Le Boum minier n’a pas surpris le Burkina Faso, mais des mesures n’ont pas été prises à temps pour accompagner pleinement l’installation des sociétés minières. Pour preuve, le pays est à son troisième Code minier (1997, 2003 et 2015). La première mine privée, à savoir Taparko, est entrée en exploitation en 2007, suivie de Kalsaka, Inata et Semafo en 2008. La plupart de ces sociétés minières avaient des durées de vie comprises entre 7 et 10 ans.
C’est dire que sans les extensions, ces sociétés minières seraient en voie de fermeture. Malgré tout, le Burkina Faso n’a pas prévu de disposition pour l’après-mine. Le cas Kalsaka en est l’illustration.
Les décrets d’application du nouveau Code minier en cours d’élaboration doivent prendre en compte cet aspect en permettant aux sociétés de procéder à la restauration pendant qu’elles sont en exploitation, sous le contrôle des ministères des Mines et de l’Environnement. Ainsi, à la fin de la vie de la mine, une bonne partie des dégâts causés par les activités minières serait réparée.
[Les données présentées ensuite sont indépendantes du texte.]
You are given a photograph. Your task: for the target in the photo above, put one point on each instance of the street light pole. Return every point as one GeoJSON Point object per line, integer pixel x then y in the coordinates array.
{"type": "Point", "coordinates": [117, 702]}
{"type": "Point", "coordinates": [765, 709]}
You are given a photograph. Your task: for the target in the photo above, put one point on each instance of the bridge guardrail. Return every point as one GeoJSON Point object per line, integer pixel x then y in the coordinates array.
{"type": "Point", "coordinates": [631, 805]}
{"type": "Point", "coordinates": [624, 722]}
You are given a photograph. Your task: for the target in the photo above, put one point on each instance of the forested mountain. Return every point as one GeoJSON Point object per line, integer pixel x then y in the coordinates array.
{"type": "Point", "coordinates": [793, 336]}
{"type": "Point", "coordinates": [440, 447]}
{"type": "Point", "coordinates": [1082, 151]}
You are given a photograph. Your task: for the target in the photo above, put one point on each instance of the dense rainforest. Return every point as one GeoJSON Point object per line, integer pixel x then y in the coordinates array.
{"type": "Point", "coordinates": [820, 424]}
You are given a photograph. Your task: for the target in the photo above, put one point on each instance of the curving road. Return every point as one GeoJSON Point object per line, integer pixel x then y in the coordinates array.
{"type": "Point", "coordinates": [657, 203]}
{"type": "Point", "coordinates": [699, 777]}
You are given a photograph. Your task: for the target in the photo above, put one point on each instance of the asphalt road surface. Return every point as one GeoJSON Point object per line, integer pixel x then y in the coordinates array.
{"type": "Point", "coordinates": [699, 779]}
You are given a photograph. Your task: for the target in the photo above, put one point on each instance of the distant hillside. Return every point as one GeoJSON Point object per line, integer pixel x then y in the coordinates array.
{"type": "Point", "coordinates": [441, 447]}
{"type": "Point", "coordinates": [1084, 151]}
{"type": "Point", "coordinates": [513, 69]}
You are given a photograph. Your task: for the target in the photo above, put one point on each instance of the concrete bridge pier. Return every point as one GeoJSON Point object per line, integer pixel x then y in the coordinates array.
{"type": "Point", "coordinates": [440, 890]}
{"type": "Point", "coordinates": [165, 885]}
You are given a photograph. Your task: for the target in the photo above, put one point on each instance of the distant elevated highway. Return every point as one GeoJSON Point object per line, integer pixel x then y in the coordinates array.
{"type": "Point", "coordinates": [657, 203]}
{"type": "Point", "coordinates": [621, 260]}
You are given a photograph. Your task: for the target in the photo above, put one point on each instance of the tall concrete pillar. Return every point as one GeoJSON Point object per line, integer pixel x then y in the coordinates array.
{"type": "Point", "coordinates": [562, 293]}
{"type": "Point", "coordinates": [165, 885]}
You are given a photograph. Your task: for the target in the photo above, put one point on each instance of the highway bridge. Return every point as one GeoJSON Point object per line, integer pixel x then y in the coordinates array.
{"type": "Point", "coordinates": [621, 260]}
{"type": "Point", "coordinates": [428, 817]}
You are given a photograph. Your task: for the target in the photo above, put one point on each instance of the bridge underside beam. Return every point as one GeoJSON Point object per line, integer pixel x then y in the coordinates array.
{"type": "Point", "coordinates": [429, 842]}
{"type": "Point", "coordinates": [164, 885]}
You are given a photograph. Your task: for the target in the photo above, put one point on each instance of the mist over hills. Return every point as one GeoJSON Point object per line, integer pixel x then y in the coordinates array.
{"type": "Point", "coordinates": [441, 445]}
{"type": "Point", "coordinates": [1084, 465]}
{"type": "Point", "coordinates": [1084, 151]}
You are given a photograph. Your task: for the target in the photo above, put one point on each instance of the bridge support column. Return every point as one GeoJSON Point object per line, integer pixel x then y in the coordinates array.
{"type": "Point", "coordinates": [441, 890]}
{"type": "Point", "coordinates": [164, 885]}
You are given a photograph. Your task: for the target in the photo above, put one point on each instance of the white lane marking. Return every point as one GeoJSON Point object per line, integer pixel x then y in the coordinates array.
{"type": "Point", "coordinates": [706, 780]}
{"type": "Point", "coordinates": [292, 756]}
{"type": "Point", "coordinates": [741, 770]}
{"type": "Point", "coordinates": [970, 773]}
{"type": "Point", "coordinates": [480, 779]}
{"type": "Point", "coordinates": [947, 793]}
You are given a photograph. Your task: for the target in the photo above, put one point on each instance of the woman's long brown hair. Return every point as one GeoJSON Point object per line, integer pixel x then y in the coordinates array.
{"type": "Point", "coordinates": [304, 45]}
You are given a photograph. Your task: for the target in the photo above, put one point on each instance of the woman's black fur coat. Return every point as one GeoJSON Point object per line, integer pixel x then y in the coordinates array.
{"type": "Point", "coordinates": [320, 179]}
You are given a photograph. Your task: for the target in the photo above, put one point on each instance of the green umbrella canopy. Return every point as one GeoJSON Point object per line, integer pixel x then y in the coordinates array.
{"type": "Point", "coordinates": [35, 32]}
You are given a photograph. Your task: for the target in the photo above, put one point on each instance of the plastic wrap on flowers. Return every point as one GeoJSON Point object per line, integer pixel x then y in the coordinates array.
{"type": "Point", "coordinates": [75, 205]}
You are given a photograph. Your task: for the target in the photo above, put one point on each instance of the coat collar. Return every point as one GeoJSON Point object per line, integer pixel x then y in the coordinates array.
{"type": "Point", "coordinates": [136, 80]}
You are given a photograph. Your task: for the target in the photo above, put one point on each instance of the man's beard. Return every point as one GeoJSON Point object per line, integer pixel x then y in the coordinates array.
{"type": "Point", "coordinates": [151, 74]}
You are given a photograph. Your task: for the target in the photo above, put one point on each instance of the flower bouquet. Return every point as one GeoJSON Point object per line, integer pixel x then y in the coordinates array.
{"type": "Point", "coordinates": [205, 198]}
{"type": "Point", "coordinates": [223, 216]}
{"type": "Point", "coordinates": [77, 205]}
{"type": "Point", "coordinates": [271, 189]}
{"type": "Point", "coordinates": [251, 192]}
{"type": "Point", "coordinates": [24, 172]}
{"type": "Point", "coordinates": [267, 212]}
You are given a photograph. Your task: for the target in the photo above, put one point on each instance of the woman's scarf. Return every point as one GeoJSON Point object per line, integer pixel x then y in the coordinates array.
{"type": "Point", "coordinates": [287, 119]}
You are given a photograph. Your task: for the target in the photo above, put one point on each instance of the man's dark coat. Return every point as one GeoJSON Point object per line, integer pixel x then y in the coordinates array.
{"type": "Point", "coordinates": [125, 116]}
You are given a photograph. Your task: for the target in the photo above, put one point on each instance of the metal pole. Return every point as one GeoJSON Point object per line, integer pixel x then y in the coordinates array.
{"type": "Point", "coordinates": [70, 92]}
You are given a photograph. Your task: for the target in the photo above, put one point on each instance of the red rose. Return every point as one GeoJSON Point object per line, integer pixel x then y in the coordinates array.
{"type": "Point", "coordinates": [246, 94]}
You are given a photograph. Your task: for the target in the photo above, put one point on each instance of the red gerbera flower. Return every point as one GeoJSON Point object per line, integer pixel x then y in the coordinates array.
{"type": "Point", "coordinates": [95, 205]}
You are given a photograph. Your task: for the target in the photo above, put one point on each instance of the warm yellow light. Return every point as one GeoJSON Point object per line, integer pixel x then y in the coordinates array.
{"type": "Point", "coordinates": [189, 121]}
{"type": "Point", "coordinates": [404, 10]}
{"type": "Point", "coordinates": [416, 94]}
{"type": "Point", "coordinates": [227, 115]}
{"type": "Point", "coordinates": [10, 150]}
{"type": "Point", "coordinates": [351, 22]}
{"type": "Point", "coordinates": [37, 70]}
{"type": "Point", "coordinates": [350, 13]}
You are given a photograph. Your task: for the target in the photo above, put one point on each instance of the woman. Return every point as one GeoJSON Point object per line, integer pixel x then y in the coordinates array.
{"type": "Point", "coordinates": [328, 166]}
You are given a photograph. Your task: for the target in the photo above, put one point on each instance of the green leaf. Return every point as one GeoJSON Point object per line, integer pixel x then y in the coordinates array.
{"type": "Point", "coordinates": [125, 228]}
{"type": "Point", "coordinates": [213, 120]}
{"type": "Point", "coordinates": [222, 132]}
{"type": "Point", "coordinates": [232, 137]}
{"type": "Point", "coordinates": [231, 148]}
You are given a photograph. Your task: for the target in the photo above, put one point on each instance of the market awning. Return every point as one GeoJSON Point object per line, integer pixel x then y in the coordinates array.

La société minière ne pourra donc pas avoir accès à l’argent destiné à la réhabilitation qu’une fois que le gouvernement aurait attesté que la restauration a été faite de manière satisfaisante. La même préoccupation liée à l’installation des sociétés minières se trouve au niveau de la compensation des communautés affectées par l’installation des sociétés.
Le Burkina Faso ne dispose pas de texte en la matière. Des insuffisances à combler impérativement.